# ✍️ MNIST 손글씨 데이터셋

### 📥 Import

In [35]:
import numpy as np
import pickle
import sys
import os

from PIL import Image
import matplotlib.pyplot as plt

current_dir = os.getcwd()
parent_dir = os.path.dirname(current_dir)
sys.path.append(parent_dir)
print(f'현재 작업 디렉토리: "{os.getcwd()}"')

from common.functions import *
from dataset.mnist import load_mnist

현재 작업 디렉토리: "g:\zer0ken\ms-ai-school\neural-net\ch02 신경망"


### 🪧 공통 함수
- `get_data()`
  - 데이터셋에서 데이터를 불러옵니다.
- `init_network()`
  - 가중치 정보를 불러옵니다.
- `predict(network, x)`
  - `x`에 가중치, 활성함수 등을 순서대로 적용해서 계산한 y를 반환합니다.

In [42]:
def get_data():
    (x_train, t_train), (x_test, t_test) = load_mnist(normalize=True, flatten=True, one_hot_label=False)
    return x_test, t_test

In [46]:
def init_network():
    # 현재 디렉토리에서부터 가중치 파일까지의 상대 경로를 정확히 입력해야 합니다.
    weight_file = 'data/sample_weight.pkl'
    
    with open(weight_file, 'rb') as f:
        network = pickle.load(f)
        
    return network

In [47]:
def predict(network, x):
    W1, W2, W3 = network['W1'], network['W2'], network['W3']
    b1, b2, b3 = network['b1'], network['b2'], network['b3']
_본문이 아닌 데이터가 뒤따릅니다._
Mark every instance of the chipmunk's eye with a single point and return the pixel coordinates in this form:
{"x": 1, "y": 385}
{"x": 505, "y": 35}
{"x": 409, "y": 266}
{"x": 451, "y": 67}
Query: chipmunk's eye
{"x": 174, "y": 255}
    a1 = np.dot(x, W1) + b1
    z1 = sigmoid(a1)
    a2 = np.dot(z1, W2) + b2
    z2 = sigmoid(a2)
    a3 = np.dot(z2, W3) + b3
    y = softmax(a3)
    
    return y

### ❓예측해보기

In [51]:
import time

x, t = get_data()
network = init_network()
accurate = 0

start = time.time()
for i in range(len(x)):
    y = predict(network, x[i])
    pred = np.argmax(y)
    
    if pred == t[i]:
        accurate += 1
        
    if i < 5:
        print(f'#{i}: 예측 = {pred}, 실제 = {t[i]}')
time_diff = time.time() - start

print(f'...\n정확도: {accurate / len(x):.4f}, 실행 시간: {time_diff:.4f}초')

#0: 예측 = 7, 실제 = 7
#1: 예측 = 2, 실제 = 2
#2: 예측 = 1, 실제 = 1
#3: 예측 = 0, 실제 = 0
#4: 예측 = 4, 실제 = 4
...
정확도: 0.9352, 실행 시간: 0.1420초


### 📚 배치 단위로 예측해보기

In [53]:
import time

x, t = get_data()
network = init_network()
accurate = 0
batch_size = 100

start = time.time()
for batch, i in enumerate(range(0, len(x), batch_size)):
    y = predict(network, x[i:i+batch_size])
    pred = np.argmax(y, axis=1)
    batch_accurate = np.sum(pred == t[i:i+batch_size])
    accurate += batch_accurate
    
    if batch < 5:
        print(f'Batch {batch}: {batch_accurate} / {batch_size} accurate')

time_diff = time.time() - start

print(f'...\n정확도: {accurate / len(x):.4f}, 실행 시간: {time_diff:.4f}초')

Batch 0: 96 / 100 accurate
Batch 1: 98 / 100 accurate
Batch 2: 93 / 100 accurate
Batch 3: 90 / 100 accurate
Batch 4: 94 / 100 accurate
...
정확도: 0.9352, 실행 시간: 0.0152초